Our focus is on digital. A significant portion of ad spending goes into performance marketing, which is crucial for our strong e-commerce presence. However, we ensure our performance marketing is smartly executed, as if we do it in a massy way it can dilute the brand. We focus on specific, creatively controlled ads, not catalog ads. We also maintain traditional partnerships with magazines like Conde Nast and Vogue, which offer a holistic approach, including events and digital properties. Post-pandemic, our spending has shifted more towards digital.

We also prioritise experiential events. Customers today seek brand experiences. So we invite our customers, show them the store and letting them feel the entire brand experience. For us, it's a combination of both digital and physical events.

Recently, Aditya Birla group invested in Shantanu & Nikhil, Sabyasachi and Tarun Tahiliani. These collaborations have made these brands more massy. Is this a result of a more aspirational India or is this essential for designer brands to stay relevant in India?

It's not about being mass-market. The change is that fashion is now seen as a serious business. Traditionally, fashion was glamorous but lacked substantial investments. About a decade ago, we were among the first to receive investment from a major private equity firm, General Atlantic (The US private equity firm invested $20 million for 23% of the House of Anita Dongre). However, fashion wasn't typically considered a serious industry for investment. Now, with players like Aditya Birla and Reliance investing, it's encouraging existing businesses to scale up and inspiring emerging designers to see fashion as an industry capable of achieving significant scale.

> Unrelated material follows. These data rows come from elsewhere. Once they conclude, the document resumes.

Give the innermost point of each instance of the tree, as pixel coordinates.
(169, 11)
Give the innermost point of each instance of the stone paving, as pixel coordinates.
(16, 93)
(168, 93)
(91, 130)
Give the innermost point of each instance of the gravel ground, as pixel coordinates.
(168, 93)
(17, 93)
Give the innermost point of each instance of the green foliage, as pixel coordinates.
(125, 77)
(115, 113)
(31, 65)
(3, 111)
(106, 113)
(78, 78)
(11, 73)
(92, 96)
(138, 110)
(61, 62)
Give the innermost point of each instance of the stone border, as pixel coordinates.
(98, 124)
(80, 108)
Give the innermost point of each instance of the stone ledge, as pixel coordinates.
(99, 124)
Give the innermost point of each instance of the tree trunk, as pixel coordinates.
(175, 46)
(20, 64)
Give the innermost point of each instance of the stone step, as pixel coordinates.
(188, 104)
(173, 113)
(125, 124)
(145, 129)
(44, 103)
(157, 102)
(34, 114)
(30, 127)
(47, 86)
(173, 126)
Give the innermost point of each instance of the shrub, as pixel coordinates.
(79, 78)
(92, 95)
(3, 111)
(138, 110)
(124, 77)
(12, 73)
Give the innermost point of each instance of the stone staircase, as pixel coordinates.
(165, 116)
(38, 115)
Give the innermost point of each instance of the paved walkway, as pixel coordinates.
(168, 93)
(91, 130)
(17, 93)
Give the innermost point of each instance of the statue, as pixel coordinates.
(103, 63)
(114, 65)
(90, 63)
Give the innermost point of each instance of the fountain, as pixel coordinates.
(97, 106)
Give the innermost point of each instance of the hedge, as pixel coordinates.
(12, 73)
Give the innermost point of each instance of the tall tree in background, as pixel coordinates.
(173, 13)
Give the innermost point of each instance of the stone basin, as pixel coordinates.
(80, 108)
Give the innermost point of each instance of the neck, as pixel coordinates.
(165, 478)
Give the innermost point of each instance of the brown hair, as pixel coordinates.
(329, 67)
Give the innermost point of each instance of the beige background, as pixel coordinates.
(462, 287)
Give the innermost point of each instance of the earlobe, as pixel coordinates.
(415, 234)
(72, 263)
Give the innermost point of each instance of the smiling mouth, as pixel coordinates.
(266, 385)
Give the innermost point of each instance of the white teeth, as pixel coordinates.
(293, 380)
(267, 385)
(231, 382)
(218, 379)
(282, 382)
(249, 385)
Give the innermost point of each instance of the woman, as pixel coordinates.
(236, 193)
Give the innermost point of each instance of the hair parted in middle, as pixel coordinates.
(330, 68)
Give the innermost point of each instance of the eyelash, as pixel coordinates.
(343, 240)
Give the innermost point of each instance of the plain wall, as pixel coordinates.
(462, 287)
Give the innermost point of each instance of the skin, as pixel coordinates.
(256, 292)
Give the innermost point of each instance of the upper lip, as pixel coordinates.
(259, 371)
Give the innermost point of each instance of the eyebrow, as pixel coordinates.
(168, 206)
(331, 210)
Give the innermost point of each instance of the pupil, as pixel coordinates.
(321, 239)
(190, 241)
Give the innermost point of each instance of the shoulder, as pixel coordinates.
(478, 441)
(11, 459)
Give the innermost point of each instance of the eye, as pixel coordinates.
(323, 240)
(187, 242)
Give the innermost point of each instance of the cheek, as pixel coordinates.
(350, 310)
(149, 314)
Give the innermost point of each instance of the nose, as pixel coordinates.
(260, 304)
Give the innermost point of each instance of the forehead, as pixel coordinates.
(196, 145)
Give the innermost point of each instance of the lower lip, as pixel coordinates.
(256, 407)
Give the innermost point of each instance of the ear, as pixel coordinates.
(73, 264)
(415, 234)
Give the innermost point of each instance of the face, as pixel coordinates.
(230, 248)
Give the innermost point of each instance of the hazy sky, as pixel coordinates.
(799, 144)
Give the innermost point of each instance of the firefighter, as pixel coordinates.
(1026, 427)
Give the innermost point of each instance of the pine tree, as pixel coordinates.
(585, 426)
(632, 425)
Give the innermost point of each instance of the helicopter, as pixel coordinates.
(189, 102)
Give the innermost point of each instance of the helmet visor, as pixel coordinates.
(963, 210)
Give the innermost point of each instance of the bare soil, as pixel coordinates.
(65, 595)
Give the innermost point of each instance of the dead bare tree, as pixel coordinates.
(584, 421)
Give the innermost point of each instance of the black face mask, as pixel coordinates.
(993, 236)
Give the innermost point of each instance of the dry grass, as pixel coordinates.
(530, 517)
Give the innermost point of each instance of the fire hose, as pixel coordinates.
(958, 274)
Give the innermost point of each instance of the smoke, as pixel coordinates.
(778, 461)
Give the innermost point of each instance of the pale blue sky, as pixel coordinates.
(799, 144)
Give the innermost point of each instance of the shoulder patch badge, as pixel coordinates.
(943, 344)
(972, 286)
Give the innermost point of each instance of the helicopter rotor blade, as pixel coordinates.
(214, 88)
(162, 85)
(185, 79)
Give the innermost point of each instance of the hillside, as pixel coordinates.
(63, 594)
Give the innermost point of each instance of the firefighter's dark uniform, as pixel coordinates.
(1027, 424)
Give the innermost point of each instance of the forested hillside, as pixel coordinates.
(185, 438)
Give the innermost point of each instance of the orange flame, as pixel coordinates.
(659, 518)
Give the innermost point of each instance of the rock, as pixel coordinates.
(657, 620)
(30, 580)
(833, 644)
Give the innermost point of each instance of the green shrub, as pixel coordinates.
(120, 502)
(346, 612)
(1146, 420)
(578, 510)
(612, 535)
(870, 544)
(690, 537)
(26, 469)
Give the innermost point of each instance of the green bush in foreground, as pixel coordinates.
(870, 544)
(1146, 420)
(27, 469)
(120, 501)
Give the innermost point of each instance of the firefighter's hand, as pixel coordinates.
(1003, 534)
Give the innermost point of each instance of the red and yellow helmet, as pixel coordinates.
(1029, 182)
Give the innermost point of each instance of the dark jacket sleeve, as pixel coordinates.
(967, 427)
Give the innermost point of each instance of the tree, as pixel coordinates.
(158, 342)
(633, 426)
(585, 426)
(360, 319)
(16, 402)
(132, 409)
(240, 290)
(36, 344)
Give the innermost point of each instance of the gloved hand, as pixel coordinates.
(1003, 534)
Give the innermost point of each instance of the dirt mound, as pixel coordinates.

International brands are entering India with a 30-year head start in investment and funding. To compete, Indian brands need financial backing to have large stores, flagship spaces, and enhanced customer experiences, all of which require significant capital. Partnering with corporates is crucial for the health of the domestic industry and local designers.

In a previous interview you have mentioned that western trends sooner or later come to India. Considering your international experience, what according to you are some marketing trends in the luxury segment that you foresee in India?

In the past decade, the digital boom has democratised marketing trends globally, reducing the lag between the US and India. The Indian fashion and luxury industry is now gaining serious attention from global brands due to India's economic and population growth. As a result, both global brands and consumers are taking Indian market more seriously. This presents a great opportunity for global brands to establish themselves in India, and for Indian brands to expand internationally. India's creative potential is now gaining the respect it deserves on the global stage, as evidenced by high-profile events like Dior's fashion show in Mumbai. This trend is expected to continue growing in the coming years.